Pull request overview

Copilot reviewed 32 out of 32 changed files in this pull request and generated 12 comments.

Comments suppressed due to low confidence (5)

primus_turbo/pytorch/core/quantized_tensor.py:241

Grouped wrappers accept any group_lens tensor but do not validate that it is 1D int64 on the same device or that group_lens.sum() equals the packed-M dimension. A stale or mismatched group_lens can produce invalid group_offs and drive grouped GEMM kernels with offsets outside the quantized activation buffer.
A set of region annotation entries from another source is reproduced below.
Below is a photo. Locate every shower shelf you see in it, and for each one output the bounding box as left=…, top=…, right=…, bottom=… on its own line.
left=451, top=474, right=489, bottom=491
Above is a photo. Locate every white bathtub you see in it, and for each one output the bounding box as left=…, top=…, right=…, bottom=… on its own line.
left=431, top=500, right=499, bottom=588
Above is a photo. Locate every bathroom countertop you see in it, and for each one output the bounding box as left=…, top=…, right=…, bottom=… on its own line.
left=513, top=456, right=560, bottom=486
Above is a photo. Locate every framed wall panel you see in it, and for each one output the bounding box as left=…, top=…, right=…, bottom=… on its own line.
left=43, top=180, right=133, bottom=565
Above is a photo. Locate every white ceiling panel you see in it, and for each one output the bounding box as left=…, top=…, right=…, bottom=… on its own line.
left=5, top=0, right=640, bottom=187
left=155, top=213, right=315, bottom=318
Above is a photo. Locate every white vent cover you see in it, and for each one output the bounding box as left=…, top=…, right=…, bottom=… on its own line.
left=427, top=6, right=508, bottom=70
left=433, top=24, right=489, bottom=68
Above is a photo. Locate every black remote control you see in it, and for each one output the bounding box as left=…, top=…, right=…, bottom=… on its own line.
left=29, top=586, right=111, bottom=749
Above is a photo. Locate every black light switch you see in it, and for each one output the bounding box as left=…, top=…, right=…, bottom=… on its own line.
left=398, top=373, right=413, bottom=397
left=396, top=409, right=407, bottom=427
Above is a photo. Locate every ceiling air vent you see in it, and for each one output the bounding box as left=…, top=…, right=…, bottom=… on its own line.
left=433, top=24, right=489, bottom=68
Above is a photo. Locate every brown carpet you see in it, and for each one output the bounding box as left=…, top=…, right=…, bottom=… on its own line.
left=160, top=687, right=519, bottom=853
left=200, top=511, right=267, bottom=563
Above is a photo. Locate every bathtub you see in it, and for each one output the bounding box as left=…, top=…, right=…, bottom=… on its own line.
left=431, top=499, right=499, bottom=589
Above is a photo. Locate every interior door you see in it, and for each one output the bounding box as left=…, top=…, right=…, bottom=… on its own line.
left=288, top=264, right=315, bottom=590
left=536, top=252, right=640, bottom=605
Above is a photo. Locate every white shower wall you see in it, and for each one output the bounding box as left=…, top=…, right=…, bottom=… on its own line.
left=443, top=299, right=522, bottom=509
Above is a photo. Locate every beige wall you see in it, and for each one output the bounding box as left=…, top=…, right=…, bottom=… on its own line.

        is_grouped_tensor = group_lens is not None
        if is_grouped_tensor:
            assert (
                hp_tensor.ndim == 2
            ), f"Grouped quantized tensor expects a 2D packed-M tensor, got {hp_tensor.ndim}D"
            assert (
                dest_dtype in _SUPPORTED_QUANTIZED_DTYPES and dest_dtype != float4_e2m1fn_x2
            ), "Unsupported quantized dtype (FP4 not supported for grouped activations)"
            assert granularity in [
                ScalingGranularity.ROWWISE,
                ScalingGranularity.TENSORWISE,
            ], "Grouped quantized tensor only supports ROWWISE and TENSORWISE granularity"

primus_turbo/pytorch/core/quantized_tensor.py:426

The flatten metadata omits _quantized_axis. After FSDP/compile unflattening, rowwise/MX tensors lose the axis needed by check_quantized_tensor(..., axis=...) and dequantize(), so serialized wrappers can no longer be validated or dequantized correctly.

        metadata = {
            "_orig_dtype": self._orig_dtype,
            "_dest_dtype": self._dest_dtype,
            "_granularity": self._granularity,
            "_block_size": self._block_size,
            "_scaling_recipe": self._scaling_recipe,
            "_is_grouped_tensor": self._is_grouped_tensor,
        }

primus_turbo/pytorch/core/quantized_tensor.py:478

_make_like does not carry over _quantized_axis. Any tensor returned from view()/reshape() loses the axis metadata, so later dequantize() or check_quantized_tensor(..., axis=...) on rowwise/MX wrappers will fail or use None as the axis.

        return cls(
            data,
            scale_inv,
            shape=shape,
            orig_dtype=tensor._orig_dtype,
            dest_dtype=tensor._dest_dtype,
            granularity=tensor._granularity,
            block_size=tensor._block_size,
            scaling_recipe=tensor._scaling_recipe,
            group_lens=tensor._group_lens,
            group_offs=tensor._group_offs,
            is_grouped_tensor=tensor._is_grouped_tensor,
            requires_grad=data.requires_grad,
        )

primus_turbo/pytorch/core/quantized_tensor.py:492

For TENSORWISE and ROWWISE tensors _get_padding_align_size() returns 0, so any rank-preserving view/reshape to a different shape reaches _pad_inner_dim(target_shape, 0) and divides by zero. This makes the advertised view/reshape support work only for the same-shape fast path.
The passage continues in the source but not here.